Kini, malam ini, ketika aku rasa bisa berdamai dengan pikiranku, segera ingin aku sampaikan kisah ini.
Kisah ini bermula ketika aku pulang kampung. Setelah sekian lama aku tinggal di kota lain untuk mencari peruntungan dengan membuka warung kecil-kecilan. Aku sebut warung kecil-kecilan karena memang tempat yang aku sewa untuk mendirikan warung hanya sebatas halaman sebuah toko elektronik yang tutup pukul tujuh malam. Di halaman toko elektronik itulah aku membuka warung pukul delapan malam.
Untungnya, lokasi toko elektronik itu tidak berada tepat di samping jalan raya. Selain harga sewanya melangit, aku juga tak terlalu suka dengan bising kendaraan.
Warung ku terletak di tepi jalan. Tapi bukan jalan raya. Setelah jalan raya Basuki Rahmad, ada pertigaan. Dari pertigaan itu masuk ke dalam. Ada pertigaan lagi. Dari pertigaan ke dua, belok kanan. Empat bangunan toko setelah pertigaan kedua tadi adalah lokasi warung ku berada.
Tempatnya lumayan strategis. Dekat dengan kos-kosan mahasiswa, rumah warga dan kampus. Tak terlampau bising seperti di tepi jalan raya yang desing mesin kendaraannya bisa memekakkan telinga.
Sejak pukul delapan malam sampai pukul tiga dini hari aku buka warung ku. Dengan gerobak dorong, aku bawa semua perlengkapan warung. Pukul enam sore gerobak telah siap. Usai shalat isya' aku mendorong gerobak ku berangkat ke halaman toko elektronik.
Pelanggan yang datang lumayan banyak. Rata-rata mahasiswa. Di awal pembukaan warung, aku menggratiskan kopi yang mereka pesan selama tiga hari berturut-turut sebagai promosi. Aku juga menyuruh mereka mengajak teman-temannya untuk ngopi di warung ku.

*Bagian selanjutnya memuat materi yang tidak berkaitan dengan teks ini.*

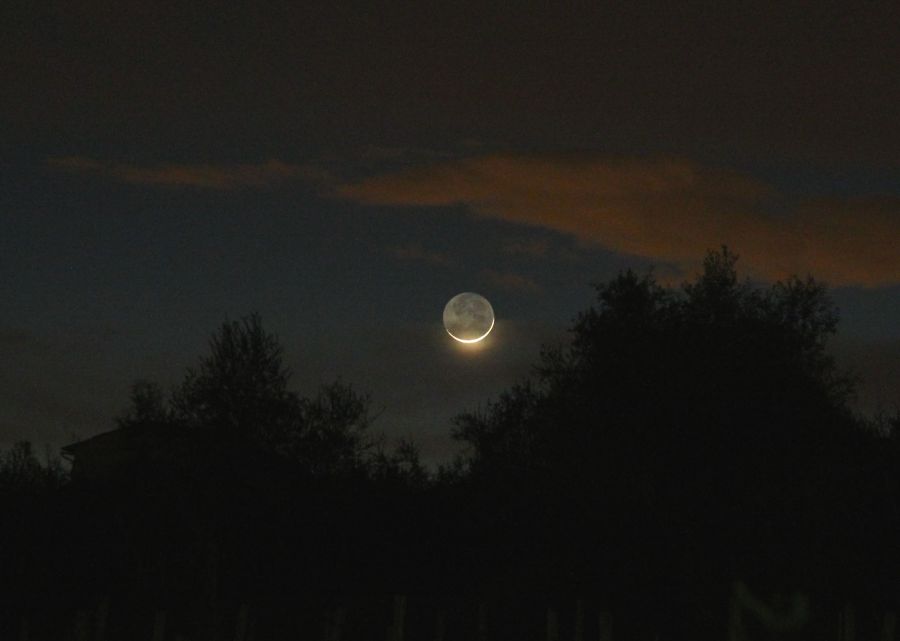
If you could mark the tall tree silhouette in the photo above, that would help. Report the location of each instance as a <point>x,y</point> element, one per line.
<point>239,393</point>
<point>701,432</point>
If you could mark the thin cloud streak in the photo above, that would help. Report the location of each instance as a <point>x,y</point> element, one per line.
<point>667,209</point>
<point>216,177</point>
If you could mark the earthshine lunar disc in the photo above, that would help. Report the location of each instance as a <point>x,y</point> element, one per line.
<point>468,317</point>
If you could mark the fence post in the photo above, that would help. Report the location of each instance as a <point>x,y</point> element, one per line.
<point>240,630</point>
<point>604,626</point>
<point>552,625</point>
<point>159,626</point>
<point>579,620</point>
<point>482,621</point>
<point>735,625</point>
<point>81,625</point>
<point>335,624</point>
<point>888,626</point>
<point>395,631</point>
<point>847,624</point>
<point>101,616</point>
<point>440,625</point>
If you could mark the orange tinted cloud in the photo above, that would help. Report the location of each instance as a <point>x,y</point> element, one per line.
<point>199,176</point>
<point>668,209</point>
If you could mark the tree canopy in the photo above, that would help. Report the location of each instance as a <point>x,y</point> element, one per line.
<point>240,393</point>
<point>707,415</point>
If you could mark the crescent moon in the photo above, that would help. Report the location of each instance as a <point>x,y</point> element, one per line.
<point>468,317</point>
<point>472,340</point>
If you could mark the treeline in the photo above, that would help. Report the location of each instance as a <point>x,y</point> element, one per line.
<point>683,439</point>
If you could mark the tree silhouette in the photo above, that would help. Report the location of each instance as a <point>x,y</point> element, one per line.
<point>687,435</point>
<point>239,394</point>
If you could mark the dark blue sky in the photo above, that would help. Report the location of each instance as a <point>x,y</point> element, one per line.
<point>345,172</point>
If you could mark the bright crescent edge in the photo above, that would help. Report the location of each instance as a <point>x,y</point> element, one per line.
<point>473,340</point>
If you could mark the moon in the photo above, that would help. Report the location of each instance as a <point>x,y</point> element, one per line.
<point>468,317</point>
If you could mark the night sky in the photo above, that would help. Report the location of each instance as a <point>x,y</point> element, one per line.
<point>345,170</point>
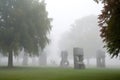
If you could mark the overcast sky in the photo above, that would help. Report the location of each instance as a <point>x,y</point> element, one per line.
<point>64,13</point>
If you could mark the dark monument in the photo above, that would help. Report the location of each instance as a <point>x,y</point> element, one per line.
<point>78,58</point>
<point>25,59</point>
<point>100,58</point>
<point>64,59</point>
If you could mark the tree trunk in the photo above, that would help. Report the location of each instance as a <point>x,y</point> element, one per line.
<point>10,59</point>
<point>88,61</point>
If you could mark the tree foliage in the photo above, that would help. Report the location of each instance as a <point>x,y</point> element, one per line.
<point>109,21</point>
<point>24,24</point>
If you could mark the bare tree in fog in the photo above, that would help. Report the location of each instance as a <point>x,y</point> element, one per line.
<point>84,34</point>
<point>24,24</point>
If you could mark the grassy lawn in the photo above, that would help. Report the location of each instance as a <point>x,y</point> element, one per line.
<point>58,74</point>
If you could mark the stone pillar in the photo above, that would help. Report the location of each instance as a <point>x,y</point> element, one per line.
<point>78,58</point>
<point>100,59</point>
<point>43,59</point>
<point>64,59</point>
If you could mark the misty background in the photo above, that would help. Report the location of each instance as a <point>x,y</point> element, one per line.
<point>74,25</point>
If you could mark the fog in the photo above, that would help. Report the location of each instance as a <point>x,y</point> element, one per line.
<point>74,25</point>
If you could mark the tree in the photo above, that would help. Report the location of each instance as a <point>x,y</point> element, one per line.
<point>109,22</point>
<point>24,24</point>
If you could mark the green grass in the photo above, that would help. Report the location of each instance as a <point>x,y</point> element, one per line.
<point>58,74</point>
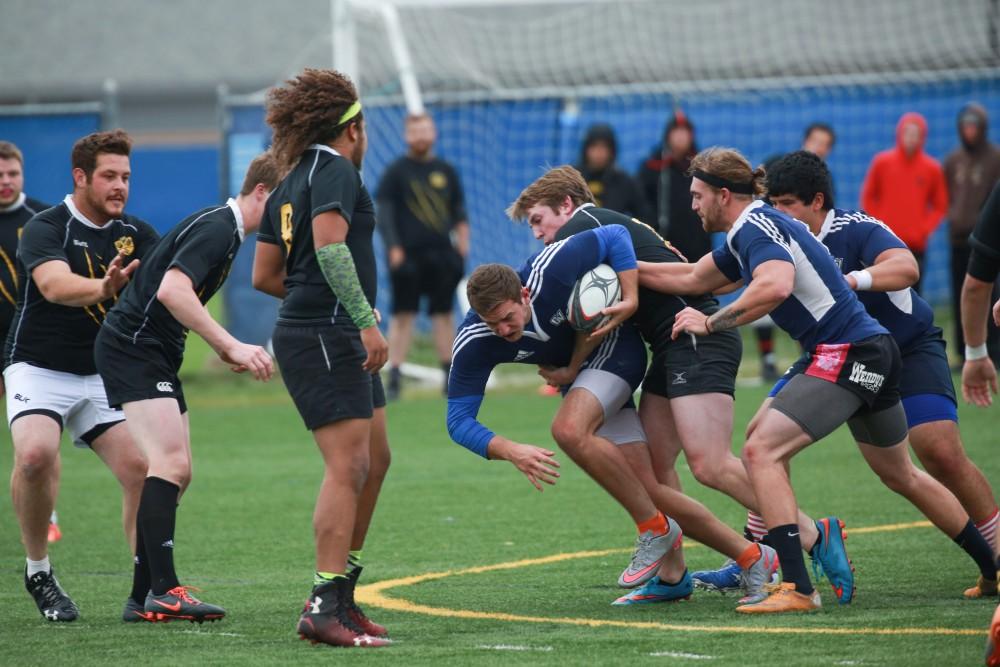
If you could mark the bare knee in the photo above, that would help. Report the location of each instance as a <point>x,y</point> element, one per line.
<point>35,461</point>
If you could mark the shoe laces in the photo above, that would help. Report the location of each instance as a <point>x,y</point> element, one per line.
<point>50,591</point>
<point>181,592</point>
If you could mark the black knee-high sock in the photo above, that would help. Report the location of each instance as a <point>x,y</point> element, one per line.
<point>785,540</point>
<point>140,573</point>
<point>976,546</point>
<point>157,516</point>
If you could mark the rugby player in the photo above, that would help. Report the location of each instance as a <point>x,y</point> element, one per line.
<point>73,260</point>
<point>314,251</point>
<point>139,352</point>
<point>852,375</point>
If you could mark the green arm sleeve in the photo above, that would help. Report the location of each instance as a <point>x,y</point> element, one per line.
<point>338,268</point>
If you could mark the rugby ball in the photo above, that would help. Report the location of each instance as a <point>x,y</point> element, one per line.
<point>593,292</point>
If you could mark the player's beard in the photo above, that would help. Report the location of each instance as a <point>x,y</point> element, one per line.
<point>106,205</point>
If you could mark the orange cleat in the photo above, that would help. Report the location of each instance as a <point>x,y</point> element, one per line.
<point>54,533</point>
<point>784,599</point>
<point>984,588</point>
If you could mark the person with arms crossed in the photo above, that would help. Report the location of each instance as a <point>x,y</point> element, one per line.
<point>421,214</point>
<point>73,260</point>
<point>852,375</point>
<point>979,375</point>
<point>881,269</point>
<point>517,317</point>
<point>139,352</point>
<point>687,394</point>
<point>314,251</point>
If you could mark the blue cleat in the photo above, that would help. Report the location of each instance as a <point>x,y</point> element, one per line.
<point>725,580</point>
<point>655,590</point>
<point>829,558</point>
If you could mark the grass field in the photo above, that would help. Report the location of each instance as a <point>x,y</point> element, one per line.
<point>244,535</point>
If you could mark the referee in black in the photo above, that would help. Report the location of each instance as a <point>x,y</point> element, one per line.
<point>422,218</point>
<point>139,351</point>
<point>314,251</point>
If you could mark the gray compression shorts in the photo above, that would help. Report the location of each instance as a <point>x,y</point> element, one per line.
<point>819,407</point>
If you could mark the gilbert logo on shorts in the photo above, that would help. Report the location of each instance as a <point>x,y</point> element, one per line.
<point>870,381</point>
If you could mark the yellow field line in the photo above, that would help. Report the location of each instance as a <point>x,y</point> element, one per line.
<point>374,595</point>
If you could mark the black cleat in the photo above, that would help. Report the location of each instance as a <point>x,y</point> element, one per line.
<point>354,612</point>
<point>53,603</point>
<point>179,604</point>
<point>136,613</point>
<point>325,619</point>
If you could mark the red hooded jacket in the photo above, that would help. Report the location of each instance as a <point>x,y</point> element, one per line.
<point>908,193</point>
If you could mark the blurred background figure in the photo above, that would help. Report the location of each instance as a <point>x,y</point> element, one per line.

Sebagai orang asing yang tak kenal siapapun di kota itu, melakukan promo dengan menggratiskan minuman kepada pelanggan ternyata bisa menjadi cara yang ampuh.
Saat tiga hari promo gratis itu, warung ku dipenuhi oleh pelanggan yang rata-rata mahasiswa. Mereka datang berkelompok-kelompok. Ada yang datang dengan pacarnya. Biasanya mereka mencari tempat duduk di pojokan. Ada juga yang datang berdua. Setelah memesan minuman mereka seperti tengah merundingkan sesuatu. Membahas sesuatu yang tak usai-usai. Entah apa yang mereka bicarakan. Kadang mereka yang seperti mereka itu membawa setumpuk buku. Diletakkan di samping mereka duduk atau diatasnya meja. Dan mereka hanyut dalam obrolan hingga pagi menjelang.
Aku cukup senang dengan ramainya pelanggan yang datang. Tapi aku tekan dalam hati: bahwa ini hanya permulaan. Bisa jadi setelah tiga hari, pelanggan yang datang tak lebih dari dua orang yang pacaran hingga larut malam. Bisa saja terjadi. Karena mereka datang tiga hari ini untuk memanfaatkan ngopi gratis yang aku sediakan.
Aku belum bisa memastikan. Sebab warung baru berjalan beberapa hari. Dan, sudah menjadi tradisi yang umum bagi siapa saja yang membuka usaha, bahwa masa tiga bulan pertama adalah masa-masa penuh ujian. Kalau bisa melewati tiga bulan pertama itu, minimal kita bisa melihat bagaimana ritme usaha kita.
Maka setelah tiga bulan ini, aku bisa sedikit lega. Karena warung yang aku usahakan ini tak terlampau sepi. Memang naik-turun. Tapi masih dalam batas wajar. Bisa aku bilang wajar karena pengeluaran dan pemasukan ku masih bisa seimbang. Meski tak banyak yang bisa aku simpan, setidaknya cukup untuk biaya-biaya yang aku perlukan.
Dan setelah tiga bulan pertama ini terlewati, aku memutuskan untuk pulang kampung. Pertama, aku ingin mengunjungi orang tua ku. Selama ini hanya kabar lewat SMS yang bisa aku terima dari mereka. Itu pun aku harus menghubungi adikku terlebih dahulu. Maklum, orang tuaku terlalu sepuh untuk akrab dengan teknologi yang makin canggih.
Kedua, rasanya aku perlu mengajak satu orang untuk membantuku di warung. Dan, aku berencana untuk mencarinya di kampung halamanku.
Jadilah aku pulang kampung. Sengaja aku pilih waktu akhir pekan. Saat-saat seperti itu, mahasiswa kebidanan suka berjalan-jalan. Mereka pergi ke pantai atau gunung atau ke acara-acara di luar kampus yang mereka adakan saat akhir pekan. Kecuali mereka yang memang tidak punya acara, tak punya pacar atau bahkan tak punya banyak uang, mereka akan mendekam di kos-kosan. Maka akhir pekan menjadi pilihan waktu yang tepat.
Aku berangkat sekitar pukul delapan pagi. Butuh empat jam perjalanan untuk sampai di kota ku. Dari terminal aku naik ojek untuk sampai kampung halamanku. Setelah sepuluh menit duduk diatas motor, sampai juga di depan rumah.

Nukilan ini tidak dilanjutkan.